En 2017, l’organisme a publié une Charte de la presse écrite de langue française en situation minoritaire au Canada, à l’intention des instances publiques et communautaires.
En 2021, il a préparé un Guide de déontologie à l’intention de ses journaux membres, afin de mieux assoir la confiance envers les médias écrits en situation minoritaire.
Faire du bruit
Nicolas Jean confirme que la première action prévue concernant de la Déclaration de Whitehorse, c’est sa diffusion : «On a tous intérêt à communiquer cette déclaration, ne serait-ce que pour démarrer le dialogue, que ce soit les partenaires, les organisations communautaires, les municipalités. L’idée c’est de faire du bruit.»
François Carrier abonde dans ce sens et espère voir des mesures au niveau du réseau de journaux membres : «On construit quelque chose.» Ça prend une suite, conclut-il, un plan pour sensibiliser les gouvernements, mais aussi le public.

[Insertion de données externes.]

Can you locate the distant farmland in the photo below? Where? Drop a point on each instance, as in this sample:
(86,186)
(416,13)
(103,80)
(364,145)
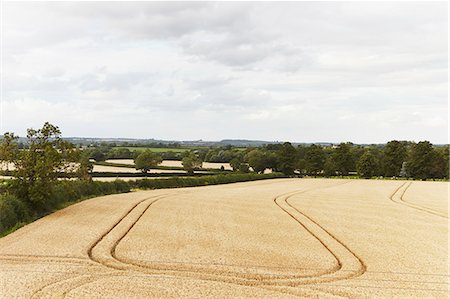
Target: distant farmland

Dans sa Déclaration de Whitehorse, Réseau.Presse souligne que des mesures fédérales sont déjà en place, comme l’Initiative de journalisme local (IJL), les crédits d’impôt pour la main-d’œuvre journalistique canadienne et une enveloppe de 12,6 millions de dollars, annoncée le 28 octobre, pour appuyer le financement de stages et de projets d’ici 2028.
Des pistes pour l’avenir
Mais au-delà des sources de financement, la directrice du Centre d’études sur les médias de l’Université Laval, Colette Brin, plaide pour l’innovation.
Début octobre, lors du congrès de Réseau.Presse, elle s’est adressée aux représentantes et aux représentants des journaux, avant qu’ils et elles mettent la touche finale à la Déclaration.
Pour faire face à la crise, la professeure a proposé de diversifier les types de contenus, en intégrant des balados, des formats vidéos et en mettant en avant du journalisme explicatif et de solutions, afin d’attirer le lectorat.
«La seule chose qu’on peut changer, c’est l’avenir, philosophe François Carrier. Des modèles existent.».
«J’ai hâte de voir la suite», conclut Anne Robineau.